UN ambassadors in Sudan have met with strong opposition from tribal leaders to the deployment of troops in Darfur, including threats of holy war, BBC Online reports Saturday.
The UN wants to take over peacekeeping efforts in Darfur to help implement a recent peace deal signed between the government and the main rebel force.
But one tribal leader has threatened to call for jihad if non-African troops intervene in the war-torn region. – If a UN force is sent here, I will call for jihad, warned Muwad Jalalabin, chief of the Barty tribe.
Any deployment of non-African forces in the region would be considered as “foreign occupation”, he said in el-Fasher, the main town in north Darfur.
The conflict has claimed some 200.000 lives in the past three years and more than two million has been displaced by the fighting. Some 7.000 African Union (AU) troops are currently stationed in the war-torn western region, but they are under-funded and poorly equipped.
However, Khartoum has made clear that it would prefer the AU peacekeepers to be given more support rather than allow a UN force into the region.

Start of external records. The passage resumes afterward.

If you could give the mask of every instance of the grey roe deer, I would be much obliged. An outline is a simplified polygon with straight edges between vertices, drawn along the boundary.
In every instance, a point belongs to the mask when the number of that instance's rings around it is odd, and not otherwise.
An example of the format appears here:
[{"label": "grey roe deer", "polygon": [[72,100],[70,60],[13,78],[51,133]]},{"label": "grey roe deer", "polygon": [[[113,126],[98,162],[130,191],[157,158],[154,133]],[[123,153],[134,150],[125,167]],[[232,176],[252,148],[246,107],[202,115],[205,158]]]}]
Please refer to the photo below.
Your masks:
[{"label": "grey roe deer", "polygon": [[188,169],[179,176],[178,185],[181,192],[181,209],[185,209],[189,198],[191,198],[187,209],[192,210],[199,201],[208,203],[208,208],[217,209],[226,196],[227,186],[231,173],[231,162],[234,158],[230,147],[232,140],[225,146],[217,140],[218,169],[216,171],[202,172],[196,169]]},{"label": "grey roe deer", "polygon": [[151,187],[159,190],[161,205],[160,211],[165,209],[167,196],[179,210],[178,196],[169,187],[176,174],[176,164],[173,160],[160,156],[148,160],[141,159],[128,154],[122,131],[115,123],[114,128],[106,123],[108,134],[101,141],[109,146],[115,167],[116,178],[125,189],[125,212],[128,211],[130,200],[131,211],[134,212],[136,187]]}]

Meanwhile, members of Security Council delegation toured Darfur and met with tribal leaders, relief workers and government officials over the proposal. The 15-strong delegation, which includes envoys from the five permanent council members, arrived in Sudan on Monday in a bid to try and to persuade Khartoum to accept the plan.
Following talks in the capital, UN delegates travelled to Darfur but were forced to abandon plans to visit refugee camps in the area over security concerns.
Since then, some 200,000 people have been killed and more than two million displaced by the fighting.